Specifically, the above-noted technology is disclosed in the publicly known Japanese Examined Patent Publication (KOKOKU) Nos. 61-28313 and 61-38423.
The underlying technology is a load compensation technology that is close to the technology of the first background art, this being a drive technology to which is added a function to provide a countermeasure with respect to an external alternating current magnetic field.
If a watch is placed within an external floating AC magnetic field that varies, because the magnetic flux thereof passes through the core of the coil with high density, an induced voltage develops in the coil, this causing misoperation of the drive judging means in the same manner as described with regard to the second background art, thereby hindering the achievement of complete load compensation.

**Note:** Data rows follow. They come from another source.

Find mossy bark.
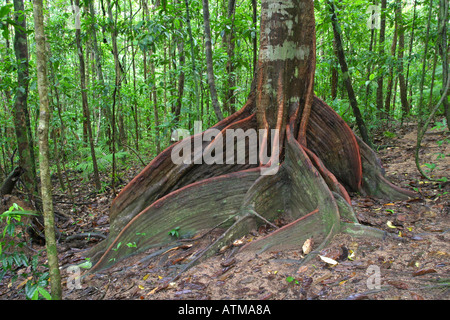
[90,0,411,272]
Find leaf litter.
[0,124,450,300]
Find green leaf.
[37,287,52,300]
[286,276,295,283]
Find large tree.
[90,0,412,272]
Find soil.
[0,123,450,300]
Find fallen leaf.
[319,255,338,266]
[388,280,409,290]
[413,268,437,277]
[302,238,313,255]
[297,266,308,273]
[386,221,397,229]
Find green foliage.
[169,227,180,238]
[0,203,51,300]
[74,146,128,178]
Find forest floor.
[0,119,450,300]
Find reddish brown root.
[91,94,413,272]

In the third background art, the drive judging means is caused to operate also immediately before each normal drive (since the rotor is still stopped, this being only for the detection of external magnetic noise), and if an induced voltage is detected a normal drive pulse having a pulse widened to a priorly prepared value is supplied so that a feed error does not occur even in the presence of an external magnetic field, the operation of the drive judging means being omitted after drive.
In the case in which an external magnetic field is not detected, after a normal drive the drive judging means is caused to operate, and normal load compensation is performed.
While the above-noted cited references do not mention an application to an self-winding electrical generating watch, in the latter thereof it appears that there is sufficient possibility of such application, since the only difference is that the source of the noise magnetic field is within the watch.
However, a careful investigation reveals that, in a self-winding wristwatch, because of a sudden change in the electrical generation, there is a change in the noise generation condition even before and after the normal drive pulse, so that even if noise is not detected immediately therebefore, there is a frequent risk that noise generated during the immediately following drive judging period will cause misoperation.
Therefore, even the application of the third background art does not enable the achievement of a complete load compensation function.
An object of the present invention is to provide an improvement on the above-noted drawbacks in the background art, by providing a technology for use in an analog-type watch having a load compensation function means and which has an electrical generator capable of generating electricity intermittently, such as shown by examples cited with regard to self-winding electrical generation technology, this technology completing avoiding the influence of magnetic noise which accompanies the electrical generation action, thereby performing failure-free load compensation.